Interstate 80 is the most prominent highway serving Smithfield Township. It follows the Keystone Shortway along an east–west alignment through the southwestern portion of the township. U.S. Route 209 enters the township concurrently with I-80, then turns northeastward and follows Seven Bridge Road, Marshalls Creek Bypass and Milford Road through the heart of the township. U.S. Route 209 Business begins at US 209 near the northeastern edge of the township and follows Milford Road southwestward across the northwestern portion of the township. Pennsylvania Route 402 begins at US 209 Business and heads northward across the northeastern portion of the township.

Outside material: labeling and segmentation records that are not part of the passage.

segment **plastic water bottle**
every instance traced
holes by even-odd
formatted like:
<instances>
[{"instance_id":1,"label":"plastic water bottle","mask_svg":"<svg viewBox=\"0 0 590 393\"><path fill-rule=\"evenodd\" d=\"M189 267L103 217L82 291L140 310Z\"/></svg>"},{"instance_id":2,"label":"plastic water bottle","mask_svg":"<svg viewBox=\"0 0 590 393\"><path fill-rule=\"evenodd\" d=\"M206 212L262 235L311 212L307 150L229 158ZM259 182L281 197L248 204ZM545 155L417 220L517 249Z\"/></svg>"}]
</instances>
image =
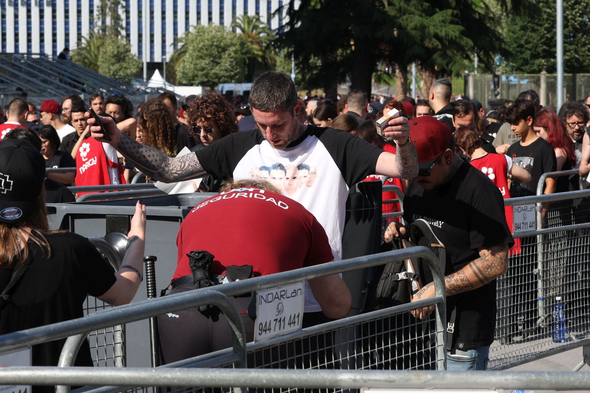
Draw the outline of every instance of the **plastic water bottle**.
<instances>
[{"instance_id":1,"label":"plastic water bottle","mask_svg":"<svg viewBox=\"0 0 590 393\"><path fill-rule=\"evenodd\" d=\"M553 306L553 332L551 334L553 342L568 342L568 341L571 341L571 339L566 338L568 329L565 327L565 311L564 308L563 303L561 301L561 296L556 296L555 298L555 305Z\"/></svg>"}]
</instances>

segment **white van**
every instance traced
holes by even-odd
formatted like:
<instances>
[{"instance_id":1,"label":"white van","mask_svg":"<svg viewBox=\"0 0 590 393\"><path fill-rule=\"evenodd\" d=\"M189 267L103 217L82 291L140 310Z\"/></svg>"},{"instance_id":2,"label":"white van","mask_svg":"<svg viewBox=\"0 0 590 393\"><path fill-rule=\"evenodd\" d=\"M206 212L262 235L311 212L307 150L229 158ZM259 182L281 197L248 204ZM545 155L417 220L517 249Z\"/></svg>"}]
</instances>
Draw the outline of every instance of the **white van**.
<instances>
[{"instance_id":1,"label":"white van","mask_svg":"<svg viewBox=\"0 0 590 393\"><path fill-rule=\"evenodd\" d=\"M235 97L247 95L252 88L251 83L220 83L215 88L215 91L224 95Z\"/></svg>"}]
</instances>

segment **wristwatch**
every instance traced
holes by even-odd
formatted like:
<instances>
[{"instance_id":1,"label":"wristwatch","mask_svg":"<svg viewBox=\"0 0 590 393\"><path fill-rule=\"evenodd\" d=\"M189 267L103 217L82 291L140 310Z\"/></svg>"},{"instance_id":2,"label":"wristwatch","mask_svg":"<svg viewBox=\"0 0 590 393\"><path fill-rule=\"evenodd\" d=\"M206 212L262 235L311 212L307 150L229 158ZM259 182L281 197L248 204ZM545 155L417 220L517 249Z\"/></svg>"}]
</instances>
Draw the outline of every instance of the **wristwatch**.
<instances>
[{"instance_id":1,"label":"wristwatch","mask_svg":"<svg viewBox=\"0 0 590 393\"><path fill-rule=\"evenodd\" d=\"M404 143L404 144L399 144L399 143L398 143L397 141L395 141L395 144L396 144L398 146L398 147L407 147L408 146L409 146L409 144L411 143L412 143L412 141L410 140L410 138L409 138L409 136L408 137L408 140L406 141Z\"/></svg>"}]
</instances>

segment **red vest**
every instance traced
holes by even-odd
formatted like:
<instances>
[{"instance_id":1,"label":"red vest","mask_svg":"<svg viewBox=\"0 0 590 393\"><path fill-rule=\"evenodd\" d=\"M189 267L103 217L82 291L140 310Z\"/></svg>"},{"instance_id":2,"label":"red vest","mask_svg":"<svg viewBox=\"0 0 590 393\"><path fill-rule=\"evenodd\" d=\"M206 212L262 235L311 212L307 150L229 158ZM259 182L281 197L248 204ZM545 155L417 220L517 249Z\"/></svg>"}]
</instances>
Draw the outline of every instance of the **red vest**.
<instances>
[{"instance_id":1,"label":"red vest","mask_svg":"<svg viewBox=\"0 0 590 393\"><path fill-rule=\"evenodd\" d=\"M6 123L0 124L0 140L2 140L4 138L4 136L8 134L11 130L24 128L25 127L20 124L7 124Z\"/></svg>"},{"instance_id":2,"label":"red vest","mask_svg":"<svg viewBox=\"0 0 590 393\"><path fill-rule=\"evenodd\" d=\"M76 154L76 185L103 186L113 184L109 173L109 167L116 168L119 182L125 184L123 168L119 162L109 159L101 142L94 138L85 140ZM93 191L94 192L94 191ZM92 193L78 193L78 196Z\"/></svg>"},{"instance_id":3,"label":"red vest","mask_svg":"<svg viewBox=\"0 0 590 393\"><path fill-rule=\"evenodd\" d=\"M392 146L388 143L386 143L383 146L383 150L385 151L388 151L392 154L395 154L395 147ZM366 178L363 179L363 181L372 181L374 180L381 180L381 176L377 174L372 174L367 176ZM383 184L384 186L397 186L399 187L400 190L403 191L404 187L402 187L402 181L399 179L388 179L385 181L385 183ZM388 200L389 199L397 199L398 196L393 191L386 191L382 193L382 196L381 197L383 200ZM399 203L384 203L382 206L382 213L396 213L397 212L401 212L401 209ZM393 221L394 219L396 217L389 217L386 219L388 222ZM399 221L399 219L395 220L396 221Z\"/></svg>"},{"instance_id":4,"label":"red vest","mask_svg":"<svg viewBox=\"0 0 590 393\"><path fill-rule=\"evenodd\" d=\"M504 154L488 153L483 157L471 160L469 163L487 175L488 178L500 189L504 199L510 197L510 191L508 187L508 163ZM512 233L512 206L506 206L504 212L506 223ZM510 249L510 255L520 253L520 239L514 239L514 245Z\"/></svg>"}]
</instances>

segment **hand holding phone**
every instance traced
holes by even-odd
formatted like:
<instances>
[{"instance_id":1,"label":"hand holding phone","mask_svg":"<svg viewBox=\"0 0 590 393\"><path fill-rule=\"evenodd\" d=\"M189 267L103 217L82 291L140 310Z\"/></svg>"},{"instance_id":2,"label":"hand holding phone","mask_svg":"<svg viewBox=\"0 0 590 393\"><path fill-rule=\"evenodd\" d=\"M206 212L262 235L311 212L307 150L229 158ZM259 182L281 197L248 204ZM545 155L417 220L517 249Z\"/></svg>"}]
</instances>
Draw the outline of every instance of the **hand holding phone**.
<instances>
[{"instance_id":1,"label":"hand holding phone","mask_svg":"<svg viewBox=\"0 0 590 393\"><path fill-rule=\"evenodd\" d=\"M90 115L94 117L94 120L96 120L96 124L95 124L94 125L98 126L102 129L103 135L104 136L104 139L106 139L107 142L110 142L112 140L110 136L109 135L109 133L107 131L106 128L105 128L104 126L103 125L103 122L100 121L100 117L97 114L96 114L96 112L94 112L94 110L93 110L90 105L85 105L84 106L84 108L86 109L88 112L90 112Z\"/></svg>"}]
</instances>

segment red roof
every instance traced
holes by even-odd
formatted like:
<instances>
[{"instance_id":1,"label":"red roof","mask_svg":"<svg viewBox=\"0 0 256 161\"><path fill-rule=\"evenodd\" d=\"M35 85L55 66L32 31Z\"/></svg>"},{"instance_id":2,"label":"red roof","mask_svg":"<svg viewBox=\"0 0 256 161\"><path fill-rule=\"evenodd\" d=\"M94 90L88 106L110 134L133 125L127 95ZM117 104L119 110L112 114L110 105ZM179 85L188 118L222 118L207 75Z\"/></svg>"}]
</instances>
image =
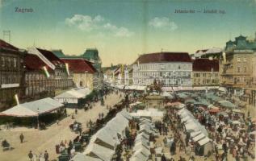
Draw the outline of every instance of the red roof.
<instances>
[{"instance_id":1,"label":"red roof","mask_svg":"<svg viewBox=\"0 0 256 161\"><path fill-rule=\"evenodd\" d=\"M9 50L15 50L15 51L19 51L19 48L5 42L2 39L0 39L0 48L4 48L4 49L9 49Z\"/></svg>"},{"instance_id":2,"label":"red roof","mask_svg":"<svg viewBox=\"0 0 256 161\"><path fill-rule=\"evenodd\" d=\"M51 61L54 65L58 65L63 64L63 61L57 56L55 56L52 52L48 50L44 50L40 48L36 48L41 54L44 56L49 61Z\"/></svg>"},{"instance_id":3,"label":"red roof","mask_svg":"<svg viewBox=\"0 0 256 161\"><path fill-rule=\"evenodd\" d=\"M196 72L219 72L219 60L209 59L196 59L193 61L193 71Z\"/></svg>"},{"instance_id":4,"label":"red roof","mask_svg":"<svg viewBox=\"0 0 256 161\"><path fill-rule=\"evenodd\" d=\"M69 64L69 70L73 72L85 72L88 71L90 73L96 72L90 62L84 59L61 59L65 63Z\"/></svg>"},{"instance_id":5,"label":"red roof","mask_svg":"<svg viewBox=\"0 0 256 161\"><path fill-rule=\"evenodd\" d=\"M135 61L136 64L163 63L163 62L192 62L187 52L157 52L144 54Z\"/></svg>"},{"instance_id":6,"label":"red roof","mask_svg":"<svg viewBox=\"0 0 256 161\"><path fill-rule=\"evenodd\" d=\"M38 56L34 54L26 54L24 64L28 70L40 70L44 66L52 70Z\"/></svg>"},{"instance_id":7,"label":"red roof","mask_svg":"<svg viewBox=\"0 0 256 161\"><path fill-rule=\"evenodd\" d=\"M206 52L209 49L202 49L202 50L198 50L195 52L195 53L199 53L199 52Z\"/></svg>"}]
</instances>

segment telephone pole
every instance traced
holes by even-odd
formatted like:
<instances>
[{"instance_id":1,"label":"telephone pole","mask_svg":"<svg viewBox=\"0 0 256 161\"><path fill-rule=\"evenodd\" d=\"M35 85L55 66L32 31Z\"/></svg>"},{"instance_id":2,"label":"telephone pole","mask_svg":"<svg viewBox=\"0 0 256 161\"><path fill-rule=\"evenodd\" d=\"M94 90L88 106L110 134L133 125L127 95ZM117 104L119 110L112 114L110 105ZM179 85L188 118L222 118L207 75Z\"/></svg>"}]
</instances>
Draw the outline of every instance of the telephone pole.
<instances>
[{"instance_id":1,"label":"telephone pole","mask_svg":"<svg viewBox=\"0 0 256 161\"><path fill-rule=\"evenodd\" d=\"M2 39L5 40L6 36L9 39L9 43L10 43L10 31L2 31Z\"/></svg>"}]
</instances>

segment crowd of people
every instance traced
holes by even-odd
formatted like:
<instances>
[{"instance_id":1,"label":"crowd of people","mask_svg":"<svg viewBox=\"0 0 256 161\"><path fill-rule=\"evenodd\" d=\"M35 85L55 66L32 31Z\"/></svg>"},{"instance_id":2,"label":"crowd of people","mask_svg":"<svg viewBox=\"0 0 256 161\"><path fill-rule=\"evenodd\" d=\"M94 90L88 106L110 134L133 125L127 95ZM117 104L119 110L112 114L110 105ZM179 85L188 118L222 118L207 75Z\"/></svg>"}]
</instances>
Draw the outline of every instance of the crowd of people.
<instances>
[{"instance_id":1,"label":"crowd of people","mask_svg":"<svg viewBox=\"0 0 256 161\"><path fill-rule=\"evenodd\" d=\"M32 151L30 151L27 155L30 161L48 161L49 160L49 155L47 151L44 151L44 153L40 153L39 155L36 155L32 152Z\"/></svg>"}]
</instances>

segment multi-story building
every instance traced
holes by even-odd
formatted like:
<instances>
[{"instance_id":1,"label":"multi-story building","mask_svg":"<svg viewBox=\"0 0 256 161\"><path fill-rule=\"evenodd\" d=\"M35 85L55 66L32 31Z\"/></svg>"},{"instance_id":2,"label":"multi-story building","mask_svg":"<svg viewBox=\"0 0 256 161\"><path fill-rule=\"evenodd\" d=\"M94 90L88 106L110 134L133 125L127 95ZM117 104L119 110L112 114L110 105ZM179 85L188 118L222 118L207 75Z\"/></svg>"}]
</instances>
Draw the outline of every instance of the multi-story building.
<instances>
[{"instance_id":1,"label":"multi-story building","mask_svg":"<svg viewBox=\"0 0 256 161\"><path fill-rule=\"evenodd\" d=\"M88 48L80 56L80 57L91 62L97 72L94 76L94 88L100 89L103 85L103 72L102 70L102 61L99 56L99 51L96 48Z\"/></svg>"},{"instance_id":2,"label":"multi-story building","mask_svg":"<svg viewBox=\"0 0 256 161\"><path fill-rule=\"evenodd\" d=\"M59 58L66 59L85 59L91 63L93 67L96 69L96 72L94 72L93 76L93 87L94 89L103 88L103 72L102 70L102 61L99 56L99 51L96 48L89 48L80 56L65 56L61 50L52 51L56 56Z\"/></svg>"},{"instance_id":3,"label":"multi-story building","mask_svg":"<svg viewBox=\"0 0 256 161\"><path fill-rule=\"evenodd\" d=\"M15 94L23 95L24 55L16 47L0 39L0 110L13 105Z\"/></svg>"},{"instance_id":4,"label":"multi-story building","mask_svg":"<svg viewBox=\"0 0 256 161\"><path fill-rule=\"evenodd\" d=\"M222 48L213 47L208 49L198 50L195 54L192 54L192 57L195 58L212 58L219 60L222 56Z\"/></svg>"},{"instance_id":5,"label":"multi-story building","mask_svg":"<svg viewBox=\"0 0 256 161\"><path fill-rule=\"evenodd\" d=\"M219 60L212 59L195 59L193 60L193 86L219 85Z\"/></svg>"},{"instance_id":6,"label":"multi-story building","mask_svg":"<svg viewBox=\"0 0 256 161\"><path fill-rule=\"evenodd\" d=\"M220 62L221 85L234 94L246 90L246 101L256 105L256 39L250 41L240 35L226 43L225 52Z\"/></svg>"},{"instance_id":7,"label":"multi-story building","mask_svg":"<svg viewBox=\"0 0 256 161\"><path fill-rule=\"evenodd\" d=\"M54 97L56 85L54 69L35 54L26 54L24 64L26 98L34 100ZM44 68L47 69L48 76Z\"/></svg>"},{"instance_id":8,"label":"multi-story building","mask_svg":"<svg viewBox=\"0 0 256 161\"><path fill-rule=\"evenodd\" d=\"M132 66L120 64L114 72L114 84L132 85Z\"/></svg>"},{"instance_id":9,"label":"multi-story building","mask_svg":"<svg viewBox=\"0 0 256 161\"><path fill-rule=\"evenodd\" d=\"M97 71L90 62L82 58L63 58L61 60L69 64L73 72L73 81L78 87L94 89L93 80Z\"/></svg>"},{"instance_id":10,"label":"multi-story building","mask_svg":"<svg viewBox=\"0 0 256 161\"><path fill-rule=\"evenodd\" d=\"M74 86L72 72L69 71L65 64L52 52L44 49L31 47L29 52L37 55L45 64L54 71L55 94Z\"/></svg>"},{"instance_id":11,"label":"multi-story building","mask_svg":"<svg viewBox=\"0 0 256 161\"><path fill-rule=\"evenodd\" d=\"M149 85L156 80L162 87L191 86L192 60L187 52L141 55L133 64L133 85Z\"/></svg>"},{"instance_id":12,"label":"multi-story building","mask_svg":"<svg viewBox=\"0 0 256 161\"><path fill-rule=\"evenodd\" d=\"M253 84L255 50L256 42L249 42L242 35L236 37L234 42L226 43L225 53L220 60L222 85L238 89L255 85Z\"/></svg>"}]
</instances>

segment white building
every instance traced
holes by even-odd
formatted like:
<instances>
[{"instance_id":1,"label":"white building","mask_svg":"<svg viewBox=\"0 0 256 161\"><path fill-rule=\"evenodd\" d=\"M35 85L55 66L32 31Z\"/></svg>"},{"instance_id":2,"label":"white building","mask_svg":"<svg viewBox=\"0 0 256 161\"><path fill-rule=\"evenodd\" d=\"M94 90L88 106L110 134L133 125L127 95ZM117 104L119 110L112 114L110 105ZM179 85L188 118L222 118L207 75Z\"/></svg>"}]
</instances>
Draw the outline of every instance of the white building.
<instances>
[{"instance_id":1,"label":"white building","mask_svg":"<svg viewBox=\"0 0 256 161\"><path fill-rule=\"evenodd\" d=\"M133 85L149 85L153 80L162 87L191 86L192 60L187 52L141 55L133 64Z\"/></svg>"}]
</instances>

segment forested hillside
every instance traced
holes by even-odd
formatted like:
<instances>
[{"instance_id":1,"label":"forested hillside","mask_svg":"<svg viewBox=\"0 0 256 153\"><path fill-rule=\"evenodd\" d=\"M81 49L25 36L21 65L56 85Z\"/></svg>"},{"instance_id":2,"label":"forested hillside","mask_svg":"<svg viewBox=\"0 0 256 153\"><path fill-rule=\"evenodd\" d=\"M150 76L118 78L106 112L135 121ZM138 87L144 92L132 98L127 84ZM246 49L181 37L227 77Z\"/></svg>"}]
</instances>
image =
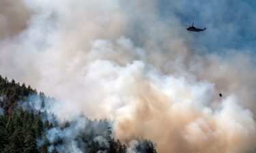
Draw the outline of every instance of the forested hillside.
<instances>
[{"instance_id":1,"label":"forested hillside","mask_svg":"<svg viewBox=\"0 0 256 153\"><path fill-rule=\"evenodd\" d=\"M150 141L136 139L125 145L113 138L108 120L81 115L59 122L53 114L33 109L29 97L39 99L41 107L49 98L25 84L0 76L0 95L1 153L156 152Z\"/></svg>"}]
</instances>

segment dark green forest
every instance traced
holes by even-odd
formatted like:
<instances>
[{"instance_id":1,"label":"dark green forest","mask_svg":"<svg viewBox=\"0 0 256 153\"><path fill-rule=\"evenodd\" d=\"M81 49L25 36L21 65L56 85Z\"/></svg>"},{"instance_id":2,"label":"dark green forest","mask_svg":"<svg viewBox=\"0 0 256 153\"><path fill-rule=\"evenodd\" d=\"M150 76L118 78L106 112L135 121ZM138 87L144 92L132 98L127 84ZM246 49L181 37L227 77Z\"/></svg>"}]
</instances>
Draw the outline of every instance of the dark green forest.
<instances>
[{"instance_id":1,"label":"dark green forest","mask_svg":"<svg viewBox=\"0 0 256 153\"><path fill-rule=\"evenodd\" d=\"M0 153L126 152L127 144L111 136L109 120L80 115L77 120L60 122L54 114L33 109L33 99L44 108L51 99L0 75ZM156 153L151 141L137 141L136 152Z\"/></svg>"}]
</instances>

Finally, Pennsylvania Route 447 begins at US 209 and heads northwestward along Independence Road across the western portion of the township.

==Ecology==

According to the A. W. Kuchler U.S. potential natural vegetation types, Smithfield Township would have a dominant vegetation type of Appalachian Oak (104) with a dominant vegetation form of Eastern Hardwood Forest (25). The peak spring bloom typically occurs in late-April and peak fall color usually occurs in mid-October. The plant hardiness zone is 6a with an average annual extreme minimum air temperature of -5.8 °F.